You will not have the ability, touch or experience to do this and a tiny little nick out of a cable, flex or wires insulation can be lethal as it will allow current to arc across wires.
Changing a plug can be every bit as dangerous as drilling through a live cable if care is not taken.
The images below show how to strip a cable for wiring into a socket or switch. The cable used for appliances is called “Flex” this is dealt with further on.
The cable shown is a 2.5mm two core and earth. First the cable is nicked through the sheath at the end. Get this nick in the middle. Pull the sheath apart a little and you will see the bare earth wire in the centre. Clamp the wire with the side cutters gently and, holding the end of the cable in your other hand, pull the wire through the insulation. This will tear quite easily.
For those with no experience its best to use pliers for this operation rather than side cutters as shown. Measure the connections you wish to make, add enough on to turn the wires over (see second image to the left) do not skimp on the length. "Stretching" cable to meet connections can mean they will pull out over time, don't for get you house is moving all the time. It is better to have a little more than you need folded into a socket than too little.
An earth sleeve should be placed onto any bare earth wires.
Stripping flex is often more difficult than cable as it is usually more flexible because of thinner sheathing. Nicks in flex wires must be avoided.
Proprietary flex strippers can be bought at all DIY stores and these usually rely on a spring to close the cutting blade over the insulation covering. If this spring is too strong it can force the blade through the flex cover and make tiny cuts in the wire insulation beneath.
Because the blade is so sharp these nicks can go unnoticed so before connecting a plug or an appliance, twist the wire a little to make sure no nick opens up in the insulation.
Wiring a plug
Plugs are bought with a paper strip over the three pins which is, most of the time, taken straight off and thrown away. Reading this instruction card one can see that it actually gives some useful information such as the exact length the wire should be trimmed to, to enable an easy, safe connection to the plug terminal.
The live lead of your flex is coloured brown and goes to the live terminal on the plug. The connection is made at the end of the fuse in the plug. The live electricity has to pass through the fuse before it gets into the cable leading to your appliance.
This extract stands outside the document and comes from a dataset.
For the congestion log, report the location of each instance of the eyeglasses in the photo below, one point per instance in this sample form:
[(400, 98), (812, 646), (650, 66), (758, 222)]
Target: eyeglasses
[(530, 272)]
If anything is wrong, the fuse blows.
The neutral wire is on the left of the plug and coloured blue and the earth wire, at the top of the plug, coloured green and yellow. NOTE: It is also recommended that you make sure that the earth wire is the longest of all 3 wires and has a kink or loop in it (as you can see from the image to the right). This is to ensure that if the cable clamp fails, the earth lead is the last wire to come loose, making sure that the electrical appliance continues to be earthed. Most plug terminals have small holes in them into which you place the stripped end of the appropriate wire.
Some plug terminals have small, brass, ring clamps which you position the cable under and screw the clamp down to fix the wire. Make sure all connections are tight including the clamp which holds the main body of the flex tight to the plug. If this is allowed to move around it will not be long before it loosens the wires in their terminals and a short circuit could occur.